Applying a transformation to such problems may diminish this favourable alignment. On easy functions like OneMax, a general fitness-level bound shows that performance unaffected by transformations, at least asymptotically speaking. While Trap can be optimised in expected time \(O(n^2 \log n)\), after applying a worst-case transformation the expected time increases to \(\Theta ((1/p_m)^{\lfloor n/2 \rfloor }n)\), which is better than the expected time of \((1/p_m)^{n}\) for a (1+1) EA by an exponential factor. We also saw that including two complementary search points like \(0^n\) and \(1^n\) can exponentially decrease the expected optimisation time on the hardest possible problems.

We showed that QD finds a \((1-1/e)\)-approximation for the task of monotone submodular function maximisation, given a single uniform cardinality constraint.

Finally, we considered the problem of finding a minimum spanning forest for edge-weighted graphs G with \(C(G) \in \{1, \ldots , n\}\) connected components. Here, a two-dimensional feature space spanned by the number of connected components and the number of edges used in the solutions yields a bound of \(O(m^2n^2)\) imitating Kruskal’s well-known MST algorithm. However, we showed that QD using only the CC-based dimension yields a significantly better upper bound of \(O((n-C(G)+1)m\max \{n-C(G)+1,\log n\})\) for integer weights up to \(2^{O(n)}\). On connected graphs this runtime bound simplifies to \(O(n^2m)\). Interestingly, we find that the working principles of QD are similar to those of GSEMO while its implementation is easier and there is no need to use the concept of Pareto-dominance.

We see this paper as a starting point for a deep dive into the theoretical study of QD-algorithms. One important question for future work is to investigate the alignment between the feature space and the problem structure in more depth, to see how the efficiency of QD is affected if there is a mismatch between the two.

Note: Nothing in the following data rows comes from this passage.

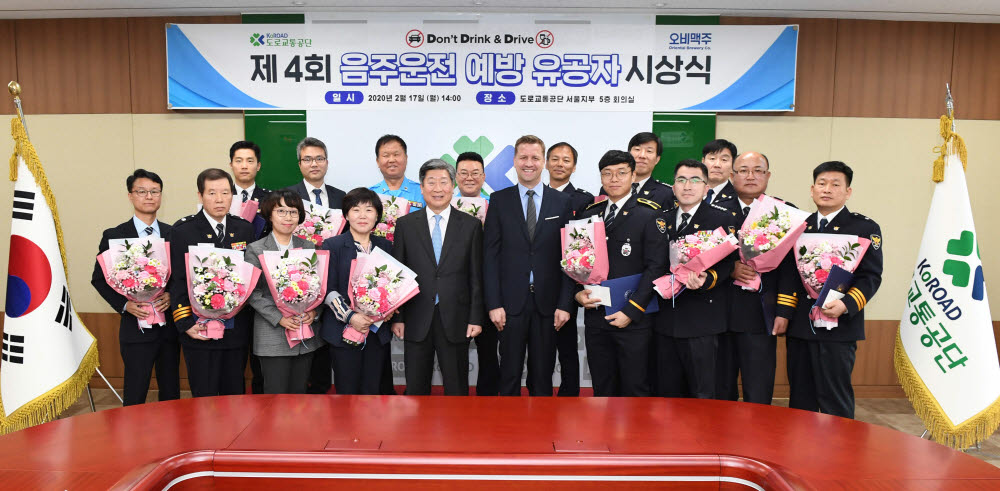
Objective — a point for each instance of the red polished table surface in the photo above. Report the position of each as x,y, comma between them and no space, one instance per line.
436,442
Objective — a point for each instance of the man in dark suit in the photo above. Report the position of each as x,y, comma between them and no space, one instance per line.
244,160
747,350
560,161
718,156
142,349
618,344
820,361
215,367
313,164
444,248
688,325
469,168
527,294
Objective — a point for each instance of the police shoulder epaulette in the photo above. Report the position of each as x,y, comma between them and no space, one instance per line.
652,204
601,202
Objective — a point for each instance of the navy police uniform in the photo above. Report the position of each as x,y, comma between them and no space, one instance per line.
636,241
820,361
747,350
215,367
687,327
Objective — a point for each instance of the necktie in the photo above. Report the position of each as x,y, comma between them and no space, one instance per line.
609,218
531,217
436,242
684,219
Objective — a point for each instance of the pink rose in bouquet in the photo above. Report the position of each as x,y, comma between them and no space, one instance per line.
693,254
219,283
300,275
392,208
585,251
815,256
378,285
767,234
138,269
473,206
320,223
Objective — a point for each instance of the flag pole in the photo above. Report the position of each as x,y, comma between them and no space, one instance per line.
15,91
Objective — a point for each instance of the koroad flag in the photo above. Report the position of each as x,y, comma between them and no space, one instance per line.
946,357
48,354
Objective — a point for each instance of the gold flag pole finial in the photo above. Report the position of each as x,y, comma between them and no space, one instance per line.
15,90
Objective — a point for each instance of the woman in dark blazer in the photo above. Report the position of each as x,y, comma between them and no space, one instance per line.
356,369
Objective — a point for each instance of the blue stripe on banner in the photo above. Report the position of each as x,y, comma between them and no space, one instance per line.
197,80
768,85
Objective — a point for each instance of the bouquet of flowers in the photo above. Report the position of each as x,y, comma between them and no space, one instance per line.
320,224
246,211
219,283
767,234
815,257
473,206
693,254
378,285
392,208
585,251
297,280
138,269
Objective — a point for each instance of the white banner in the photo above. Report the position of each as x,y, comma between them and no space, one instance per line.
946,333
494,62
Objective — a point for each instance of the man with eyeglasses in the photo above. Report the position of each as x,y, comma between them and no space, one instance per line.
688,325
470,178
618,344
244,161
313,164
214,366
390,156
156,347
747,350
718,155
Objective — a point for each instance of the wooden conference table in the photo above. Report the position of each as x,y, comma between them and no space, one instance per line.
401,443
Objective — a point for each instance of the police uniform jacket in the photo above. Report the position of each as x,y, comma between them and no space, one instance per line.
192,230
704,311
867,278
636,243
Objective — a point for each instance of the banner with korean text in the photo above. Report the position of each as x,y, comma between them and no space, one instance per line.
493,62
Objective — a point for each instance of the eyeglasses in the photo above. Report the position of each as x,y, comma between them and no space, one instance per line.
622,174
757,172
694,181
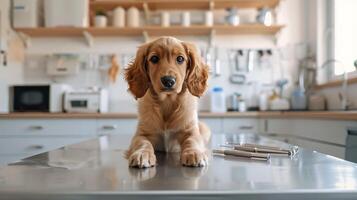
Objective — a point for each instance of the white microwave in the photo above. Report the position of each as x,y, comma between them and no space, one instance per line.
37,98
90,101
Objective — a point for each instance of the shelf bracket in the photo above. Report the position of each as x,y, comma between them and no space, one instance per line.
145,36
26,40
211,37
146,11
89,38
211,5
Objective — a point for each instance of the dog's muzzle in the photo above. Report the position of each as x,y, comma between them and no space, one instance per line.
168,81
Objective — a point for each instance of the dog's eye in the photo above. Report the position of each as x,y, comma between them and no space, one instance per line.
180,59
154,59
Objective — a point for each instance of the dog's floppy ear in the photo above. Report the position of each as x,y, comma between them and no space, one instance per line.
197,71
136,73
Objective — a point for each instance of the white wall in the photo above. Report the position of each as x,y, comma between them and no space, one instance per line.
289,12
316,38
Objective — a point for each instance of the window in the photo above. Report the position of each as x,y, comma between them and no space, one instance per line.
345,35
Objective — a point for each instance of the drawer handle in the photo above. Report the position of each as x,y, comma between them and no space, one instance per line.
37,146
109,127
36,127
246,127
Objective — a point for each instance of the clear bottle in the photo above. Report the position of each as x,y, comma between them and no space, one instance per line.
218,100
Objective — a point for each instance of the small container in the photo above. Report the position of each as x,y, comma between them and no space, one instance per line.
263,101
242,106
132,17
234,102
119,17
165,19
218,100
232,18
209,18
101,21
186,19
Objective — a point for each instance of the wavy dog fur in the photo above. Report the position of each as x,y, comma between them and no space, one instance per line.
168,120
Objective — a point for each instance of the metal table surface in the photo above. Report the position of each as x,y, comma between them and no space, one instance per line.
97,169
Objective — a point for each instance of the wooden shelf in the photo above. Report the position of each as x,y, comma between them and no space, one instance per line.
182,4
151,30
335,83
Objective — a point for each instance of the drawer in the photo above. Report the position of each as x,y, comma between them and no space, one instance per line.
239,125
116,126
215,124
34,145
59,127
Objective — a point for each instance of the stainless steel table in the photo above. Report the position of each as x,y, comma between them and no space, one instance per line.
96,169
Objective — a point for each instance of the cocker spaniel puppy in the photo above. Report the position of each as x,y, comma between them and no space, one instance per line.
166,77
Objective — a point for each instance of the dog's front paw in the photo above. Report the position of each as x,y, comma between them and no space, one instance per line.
142,159
194,158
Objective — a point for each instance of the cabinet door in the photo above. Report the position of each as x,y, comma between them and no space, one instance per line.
215,124
44,127
240,125
116,126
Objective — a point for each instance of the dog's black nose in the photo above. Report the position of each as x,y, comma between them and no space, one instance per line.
168,81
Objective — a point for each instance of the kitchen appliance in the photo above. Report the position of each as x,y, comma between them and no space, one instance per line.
37,98
4,98
25,13
87,101
63,64
279,104
66,13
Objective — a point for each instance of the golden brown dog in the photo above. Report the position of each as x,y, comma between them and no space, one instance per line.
166,77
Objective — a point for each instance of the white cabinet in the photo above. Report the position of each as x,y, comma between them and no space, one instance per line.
47,127
20,138
33,145
326,136
215,124
240,125
116,126
332,150
332,131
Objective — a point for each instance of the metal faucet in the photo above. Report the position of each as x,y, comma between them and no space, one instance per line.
343,96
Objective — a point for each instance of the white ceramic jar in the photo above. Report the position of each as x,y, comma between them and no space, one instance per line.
165,19
209,18
218,100
119,17
100,21
133,17
186,19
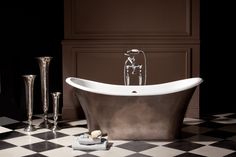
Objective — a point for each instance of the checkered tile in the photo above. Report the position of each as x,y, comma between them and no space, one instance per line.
211,136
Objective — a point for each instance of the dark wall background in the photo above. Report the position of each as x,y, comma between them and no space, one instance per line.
35,28
218,30
28,29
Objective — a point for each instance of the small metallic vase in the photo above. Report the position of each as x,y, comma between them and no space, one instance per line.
55,97
44,78
29,88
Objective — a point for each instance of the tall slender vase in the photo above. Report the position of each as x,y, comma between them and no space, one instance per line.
29,88
55,98
44,63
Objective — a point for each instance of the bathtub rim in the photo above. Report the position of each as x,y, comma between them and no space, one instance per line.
133,90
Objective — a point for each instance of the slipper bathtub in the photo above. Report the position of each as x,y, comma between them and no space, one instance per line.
148,112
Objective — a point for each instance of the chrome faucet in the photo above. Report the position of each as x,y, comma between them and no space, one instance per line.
130,63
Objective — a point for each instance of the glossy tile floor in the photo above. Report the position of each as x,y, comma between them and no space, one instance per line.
211,136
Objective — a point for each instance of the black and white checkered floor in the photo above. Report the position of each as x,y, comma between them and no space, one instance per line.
212,136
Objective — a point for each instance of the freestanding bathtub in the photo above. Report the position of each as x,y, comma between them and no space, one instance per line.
148,112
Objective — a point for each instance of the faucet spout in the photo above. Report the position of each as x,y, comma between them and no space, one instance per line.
132,68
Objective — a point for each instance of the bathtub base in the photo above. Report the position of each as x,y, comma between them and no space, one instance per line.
136,118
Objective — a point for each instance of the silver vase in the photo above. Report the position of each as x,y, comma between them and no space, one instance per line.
44,63
29,88
55,98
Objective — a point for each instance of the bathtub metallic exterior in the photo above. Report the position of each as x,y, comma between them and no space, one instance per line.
158,117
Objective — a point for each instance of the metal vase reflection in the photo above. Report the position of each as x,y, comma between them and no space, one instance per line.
55,97
29,88
44,79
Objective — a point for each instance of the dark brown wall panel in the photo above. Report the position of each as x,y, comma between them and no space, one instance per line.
98,32
99,19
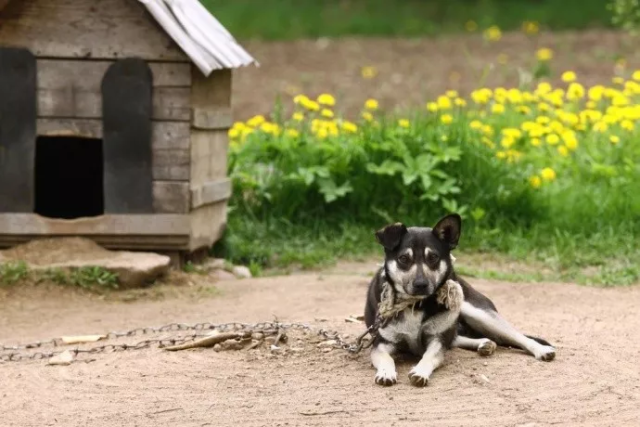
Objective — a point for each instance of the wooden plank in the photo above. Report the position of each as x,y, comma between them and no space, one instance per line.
127,92
164,135
169,164
171,197
125,225
110,29
72,88
207,225
208,119
17,129
210,192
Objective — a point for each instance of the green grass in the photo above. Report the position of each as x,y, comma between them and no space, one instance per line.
89,278
293,19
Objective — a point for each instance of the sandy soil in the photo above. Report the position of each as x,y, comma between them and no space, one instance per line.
411,72
593,381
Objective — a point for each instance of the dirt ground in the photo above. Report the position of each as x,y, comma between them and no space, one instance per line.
593,381
409,72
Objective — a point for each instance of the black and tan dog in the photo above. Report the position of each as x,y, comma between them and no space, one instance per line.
428,308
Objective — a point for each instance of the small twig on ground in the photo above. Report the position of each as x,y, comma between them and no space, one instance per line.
310,414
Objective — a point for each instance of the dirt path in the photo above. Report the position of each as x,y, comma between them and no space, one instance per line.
410,72
593,381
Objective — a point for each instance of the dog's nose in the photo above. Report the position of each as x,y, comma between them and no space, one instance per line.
421,285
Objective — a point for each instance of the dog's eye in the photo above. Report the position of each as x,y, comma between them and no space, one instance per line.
433,258
404,259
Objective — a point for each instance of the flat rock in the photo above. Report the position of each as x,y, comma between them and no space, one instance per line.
241,272
134,269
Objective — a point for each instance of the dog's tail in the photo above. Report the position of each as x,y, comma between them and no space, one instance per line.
539,340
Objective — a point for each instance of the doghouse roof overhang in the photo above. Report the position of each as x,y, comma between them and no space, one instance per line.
113,29
199,34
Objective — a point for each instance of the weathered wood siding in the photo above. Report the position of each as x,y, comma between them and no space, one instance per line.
209,185
95,29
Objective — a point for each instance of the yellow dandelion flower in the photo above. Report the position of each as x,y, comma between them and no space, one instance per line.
600,126
349,127
471,26
404,123
507,142
460,102
310,105
627,125
535,181
548,174
432,107
563,151
371,104
444,102
326,99
544,54
327,113
497,108
368,72
493,33
569,76
475,124
553,139
322,133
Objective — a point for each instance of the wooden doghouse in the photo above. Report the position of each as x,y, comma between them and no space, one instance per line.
113,122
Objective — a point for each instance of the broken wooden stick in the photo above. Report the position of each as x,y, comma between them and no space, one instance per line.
209,341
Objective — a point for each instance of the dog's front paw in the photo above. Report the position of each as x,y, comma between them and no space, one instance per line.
386,378
450,295
487,348
545,353
419,376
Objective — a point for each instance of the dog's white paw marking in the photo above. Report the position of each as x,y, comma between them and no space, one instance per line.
545,353
386,378
450,295
419,376
487,348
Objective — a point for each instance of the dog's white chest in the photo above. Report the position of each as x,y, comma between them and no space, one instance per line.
407,330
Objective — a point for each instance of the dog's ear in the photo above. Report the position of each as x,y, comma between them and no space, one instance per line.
448,230
391,235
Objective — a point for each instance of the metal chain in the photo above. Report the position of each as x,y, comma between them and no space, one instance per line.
17,352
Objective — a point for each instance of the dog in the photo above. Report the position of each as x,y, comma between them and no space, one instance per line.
433,309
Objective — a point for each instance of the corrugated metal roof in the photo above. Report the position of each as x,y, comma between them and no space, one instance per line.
199,34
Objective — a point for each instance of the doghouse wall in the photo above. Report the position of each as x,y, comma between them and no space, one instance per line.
70,103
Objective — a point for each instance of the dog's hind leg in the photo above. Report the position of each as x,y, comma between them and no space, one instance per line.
431,360
493,326
484,346
382,360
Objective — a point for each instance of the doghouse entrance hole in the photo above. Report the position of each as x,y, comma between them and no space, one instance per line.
68,177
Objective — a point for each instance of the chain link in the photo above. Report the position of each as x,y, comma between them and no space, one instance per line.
15,353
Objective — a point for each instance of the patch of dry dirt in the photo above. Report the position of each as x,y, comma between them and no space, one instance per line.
412,71
593,381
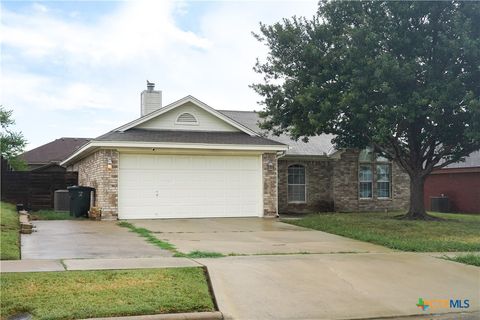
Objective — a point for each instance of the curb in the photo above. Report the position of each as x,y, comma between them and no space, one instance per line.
215,315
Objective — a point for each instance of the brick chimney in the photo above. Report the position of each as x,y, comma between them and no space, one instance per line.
151,99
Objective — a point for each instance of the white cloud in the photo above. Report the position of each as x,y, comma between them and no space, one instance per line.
63,65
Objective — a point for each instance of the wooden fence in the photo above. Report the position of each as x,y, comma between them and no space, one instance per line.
35,190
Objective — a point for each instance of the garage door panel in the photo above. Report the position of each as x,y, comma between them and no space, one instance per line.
186,186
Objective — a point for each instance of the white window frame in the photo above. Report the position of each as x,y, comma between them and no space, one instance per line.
375,160
389,165
368,164
296,184
186,123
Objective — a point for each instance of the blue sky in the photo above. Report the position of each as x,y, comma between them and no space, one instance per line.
76,69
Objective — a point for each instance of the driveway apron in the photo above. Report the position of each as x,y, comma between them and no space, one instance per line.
68,239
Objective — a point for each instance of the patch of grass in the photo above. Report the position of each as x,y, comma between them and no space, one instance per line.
456,232
106,293
9,232
53,215
149,237
472,259
199,254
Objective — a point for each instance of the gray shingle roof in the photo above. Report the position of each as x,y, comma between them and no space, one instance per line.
473,160
55,151
318,145
186,137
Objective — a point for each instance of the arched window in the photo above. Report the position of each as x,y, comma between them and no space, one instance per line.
373,170
186,118
296,184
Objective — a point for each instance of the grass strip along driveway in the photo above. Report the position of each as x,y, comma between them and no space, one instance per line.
150,237
9,232
85,294
456,232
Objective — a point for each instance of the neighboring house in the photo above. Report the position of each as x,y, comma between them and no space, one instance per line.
460,182
48,156
188,160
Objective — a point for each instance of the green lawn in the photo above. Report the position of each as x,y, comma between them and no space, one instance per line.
85,294
9,232
52,215
457,232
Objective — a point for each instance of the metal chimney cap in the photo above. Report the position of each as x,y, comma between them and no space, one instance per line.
150,86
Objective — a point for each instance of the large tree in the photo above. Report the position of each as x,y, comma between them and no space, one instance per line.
12,143
403,77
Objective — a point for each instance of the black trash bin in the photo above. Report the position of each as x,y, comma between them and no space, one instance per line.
80,198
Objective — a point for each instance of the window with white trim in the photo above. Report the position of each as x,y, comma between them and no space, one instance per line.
383,180
186,118
296,183
365,178
368,161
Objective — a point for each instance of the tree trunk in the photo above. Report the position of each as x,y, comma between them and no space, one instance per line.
417,207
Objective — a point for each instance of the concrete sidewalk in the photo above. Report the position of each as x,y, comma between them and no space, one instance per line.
94,264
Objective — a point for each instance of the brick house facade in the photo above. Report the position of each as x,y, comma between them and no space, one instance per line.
189,160
332,184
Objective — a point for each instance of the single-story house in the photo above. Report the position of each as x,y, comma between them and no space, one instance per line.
48,156
459,182
189,160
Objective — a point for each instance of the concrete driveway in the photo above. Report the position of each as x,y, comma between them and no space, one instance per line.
85,239
340,286
250,236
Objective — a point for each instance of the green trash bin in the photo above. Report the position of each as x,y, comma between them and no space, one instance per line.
80,198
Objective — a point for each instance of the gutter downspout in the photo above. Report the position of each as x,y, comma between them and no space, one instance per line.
279,155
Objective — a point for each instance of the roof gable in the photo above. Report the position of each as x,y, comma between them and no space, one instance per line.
54,151
187,114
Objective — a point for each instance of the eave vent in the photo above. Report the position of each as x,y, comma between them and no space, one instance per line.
186,118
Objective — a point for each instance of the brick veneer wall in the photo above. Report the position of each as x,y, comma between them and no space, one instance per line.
93,172
269,184
318,175
345,187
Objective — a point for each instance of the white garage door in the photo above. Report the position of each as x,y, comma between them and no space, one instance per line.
189,186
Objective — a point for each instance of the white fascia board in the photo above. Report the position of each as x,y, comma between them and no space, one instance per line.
169,145
180,102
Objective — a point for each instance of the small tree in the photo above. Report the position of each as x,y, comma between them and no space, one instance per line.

Straightforward extensions of QD might consider more combinatorial optimisation problems, e.g., graph colouring problems, the study of different (multi-)dimensional feature spaces, and supplementary experiments. A first step in this direction was undertaken recently [43], where in the context of monotone submodular function optimisation the 1-NoO feature space was generalised by allowing users to add Boolean formulas to guide the optimisation process, leading to several overlaid problems being optimised in parallel [43]. We also see different directions for methodological/algorithmic extensions, e.g., keeping multiple solutions per cell or combining classic population-based EAs with quality diversity approaches. Another promising research direction is identifying general relationships between QD and GSEMO.